I told the barber all of this when he got the clippers out. I just couldn’t stop grinning at him the whole time, and he laughed along with me, but I think he wanted me to stop talking. Something about the way he held the clippers, pulling them out of his holster and brandishing them, told me that he wasn’t too pleased to have me there. 

And I know I have thick hair, and I still had a lot of it when he whispered to his buddy and laughed, gesticulating with his hips and hands like he was going to swagger towards me, but I think maybe he overcharged me on the hair cut. I wished then, as he was switching guard sizes, that I had actually gone through with taking Spanish in high school, like the real cowboys, so I could have heard what they really thought when I told them I wanted a cut like James Dean. I mean, I would have laughed too. 
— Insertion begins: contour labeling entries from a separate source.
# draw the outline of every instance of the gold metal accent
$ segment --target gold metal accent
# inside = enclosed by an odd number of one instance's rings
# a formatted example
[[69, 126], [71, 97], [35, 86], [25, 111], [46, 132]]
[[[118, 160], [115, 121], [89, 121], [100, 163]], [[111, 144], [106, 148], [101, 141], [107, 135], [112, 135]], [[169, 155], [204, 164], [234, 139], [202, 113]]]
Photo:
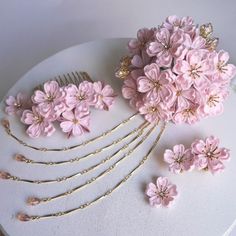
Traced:
[[[143, 133], [143, 130], [148, 127], [150, 125], [150, 123], [146, 123], [144, 125], [144, 127], [140, 130], [140, 132], [128, 143], [128, 144], [125, 144], [123, 147], [121, 147], [118, 151], [116, 151], [115, 153], [113, 153], [112, 155], [106, 157], [105, 159], [101, 160], [100, 162], [98, 162], [97, 164], [91, 166], [91, 167], [88, 167], [87, 169], [84, 169], [84, 170], [81, 170], [77, 173], [74, 173], [72, 175], [69, 175], [69, 176], [63, 176], [63, 177], [58, 177], [57, 179], [48, 179], [48, 180], [30, 180], [30, 179], [22, 179], [22, 178], [19, 178], [17, 176], [13, 176], [13, 175], [10, 175], [10, 178], [9, 180], [14, 180], [14, 181], [17, 181], [17, 182], [24, 182], [24, 183], [30, 183], [30, 184], [49, 184], [49, 183], [56, 183], [56, 182], [64, 182], [64, 181], [67, 181], [69, 179], [72, 179], [74, 177], [77, 177], [77, 176], [81, 176], [81, 175], [84, 175], [84, 174], [87, 174], [88, 172], [92, 171], [92, 170], [95, 170], [96, 168], [98, 168], [100, 165], [104, 164], [105, 162], [111, 160], [114, 156], [118, 155], [119, 153], [121, 153], [122, 151], [124, 151], [125, 149], [127, 149], [129, 147], [130, 144], [132, 144], [135, 140], [137, 140], [140, 135], [142, 135]], [[143, 141], [142, 141], [143, 142]], [[142, 143], [141, 142], [141, 143]], [[136, 145], [133, 149], [129, 150], [128, 151], [128, 155], [124, 155], [125, 157], [128, 157], [140, 144], [139, 142], [138, 145]], [[118, 162], [118, 161], [117, 161]], [[116, 163], [117, 163], [116, 162]], [[116, 164], [115, 163], [115, 164]], [[114, 164], [113, 164], [114, 165]], [[110, 166], [109, 168], [113, 169], [112, 166]]]
[[[112, 129], [105, 131], [104, 133], [90, 139], [90, 140], [86, 140], [82, 143], [73, 145], [73, 146], [69, 146], [69, 147], [63, 147], [63, 148], [46, 148], [46, 147], [35, 147], [32, 146], [30, 144], [27, 144], [26, 142], [24, 142], [23, 140], [19, 139], [12, 131], [11, 131], [11, 127], [10, 127], [10, 122], [6, 119], [2, 120], [2, 125], [6, 131], [6, 133], [8, 135], [10, 135], [13, 139], [15, 139], [18, 143], [20, 143], [21, 145], [34, 149], [36, 151], [42, 151], [42, 152], [58, 152], [58, 151], [69, 151], [69, 150], [73, 150], [79, 147], [84, 147], [94, 141], [97, 141], [107, 135], [110, 135], [111, 133], [113, 133], [115, 130], [119, 129], [120, 127], [122, 127], [123, 125], [127, 124], [129, 121], [131, 121], [132, 119], [134, 119], [139, 113], [135, 113], [133, 115], [131, 115], [130, 117], [128, 117], [127, 119], [123, 120], [121, 123], [119, 123], [118, 125], [116, 125], [115, 127], [113, 127]], [[4, 125], [7, 124], [7, 125]]]
[[200, 36], [206, 39], [207, 49], [214, 51], [219, 43], [219, 38], [212, 37], [213, 26], [211, 23], [200, 26]]
[[[120, 186], [122, 186], [125, 182], [127, 182], [128, 179], [130, 179], [131, 176], [133, 176], [133, 174], [147, 161], [147, 159], [150, 156], [151, 152], [154, 150], [157, 143], [159, 142], [164, 129], [165, 129], [165, 124], [162, 126], [161, 131], [159, 132], [159, 134], [158, 134], [156, 140], [154, 141], [153, 145], [151, 146], [151, 148], [149, 149], [147, 154], [143, 157], [143, 159], [139, 162], [139, 164], [136, 167], [134, 167], [132, 169], [132, 171], [129, 172], [123, 179], [121, 179], [113, 188], [107, 190], [103, 195], [98, 196], [97, 198], [93, 199], [90, 202], [86, 202], [86, 203], [84, 203], [84, 204], [82, 204], [82, 205], [80, 205], [76, 208], [72, 208], [72, 209], [69, 209], [69, 210], [64, 211], [64, 212], [57, 212], [57, 213], [41, 215], [41, 216], [38, 216], [38, 215], [29, 216], [29, 215], [27, 215], [27, 217], [29, 217], [30, 221], [33, 221], [33, 220], [47, 219], [47, 218], [51, 218], [51, 217], [59, 217], [59, 216], [62, 216], [62, 215], [65, 216], [65, 215], [68, 215], [70, 213], [79, 211], [81, 209], [85, 209], [85, 208], [97, 203], [99, 200], [111, 195], [115, 190], [117, 190]], [[22, 214], [22, 213], [20, 213], [20, 214]]]
[[120, 60], [120, 66], [115, 72], [115, 76], [119, 79], [125, 79], [130, 73], [130, 65], [131, 58], [129, 56], [122, 57]]
[[[108, 173], [110, 173], [111, 171], [113, 171], [118, 164], [120, 164], [122, 161], [126, 160], [126, 158], [131, 155], [151, 134], [151, 132], [156, 128], [156, 125], [154, 125], [152, 128], [150, 128], [148, 130], [148, 132], [142, 137], [142, 139], [132, 148], [130, 149], [130, 151], [128, 153], [126, 153], [125, 155], [123, 155], [118, 161], [116, 161], [114, 164], [112, 164], [110, 167], [108, 167], [106, 170], [104, 170], [103, 172], [101, 172], [99, 175], [92, 177], [91, 179], [87, 180], [84, 184], [81, 184], [73, 189], [67, 190], [64, 193], [55, 195], [55, 196], [51, 196], [51, 197], [44, 197], [44, 198], [36, 198], [38, 200], [38, 204], [40, 203], [46, 203], [46, 202], [50, 202], [53, 200], [56, 200], [58, 198], [62, 198], [68, 195], [71, 195], [77, 191], [79, 191], [82, 188], [87, 187], [88, 185], [92, 184], [93, 182], [95, 182], [98, 179], [101, 179], [102, 177], [106, 176]], [[32, 199], [30, 197], [30, 199]]]
[[146, 125], [147, 125], [147, 122], [143, 122], [139, 127], [135, 128], [134, 130], [132, 130], [128, 134], [124, 135], [123, 137], [118, 138], [117, 140], [114, 140], [110, 144], [108, 144], [108, 145], [106, 145], [106, 146], [104, 146], [102, 148], [98, 148], [94, 152], [90, 152], [90, 153], [85, 154], [85, 155], [83, 155], [81, 157], [74, 157], [74, 158], [66, 160], [66, 161], [49, 161], [49, 162], [35, 161], [35, 160], [32, 160], [32, 159], [26, 158], [25, 156], [23, 156], [21, 154], [17, 154], [15, 156], [15, 159], [19, 160], [20, 162], [24, 162], [26, 164], [38, 164], [38, 165], [47, 165], [47, 166], [55, 166], [55, 165], [71, 164], [71, 163], [79, 162], [81, 160], [85, 160], [88, 157], [94, 156], [94, 155], [96, 155], [98, 153], [101, 153], [101, 152], [105, 151], [105, 150], [113, 147], [114, 145], [124, 141], [125, 139], [128, 139], [130, 136], [132, 136], [136, 132], [141, 131], [144, 126], [146, 127]]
But I couldn’t tell him how, when I was re-packing my carry-on to fly to Boston, I saw a woman wearing a paisley red shirt, fringed leather chaps, and clunky boots made of real leather stepping off the plane two terminals over. She was broad, square, and had a buzzed head with frown lines etched into her face. And though she was walking with purpose, not looking too closely at anything, she was getting weird looks from every mom and pop in the waiting area, like everyone thought she was some actor about to pull a stunt. But given that it was 90 degrees out and the grass was dying, and the Texas sky was going on for miles, I couldn’t imagine her anywhere else. 

As he started on the front of my hair I wanted to turn to him and say, Would you believe me if I told you she caught me staring and nodded at me? It was real quick, and she didn’t smile, though I wished she had. But it was enough just to see her, a real cowboy in the flesh. And I wanted to apologize for scaring him and his dog when I came into the shop too quickly, buzzing with thoughts of my future, but that’s not really something you bring up while someone has scissors to your ear. 

I thanked him for his time after he finished my hair, and I think I annoyed some people later on trying on paisley shirts in the Goodwill dressing room. But I settled on one, rang myself up, and my friends all congratulated me on my new look when I got back. But even with my newly buzzed head, I found myself feeling a void I hadn’t anticipated. I had a hunch going into every single trussed up New England storefront afterwards that it was her missing from the space. I’ve never been one to claim a title without asking first, so I don’t think I’d ever call myself a cowboy. I mean, how would you even broach that topic at a dinner table? 

But I am trying to live up to it. Nothing’s as good as wearing a button up and boot-cut jeans.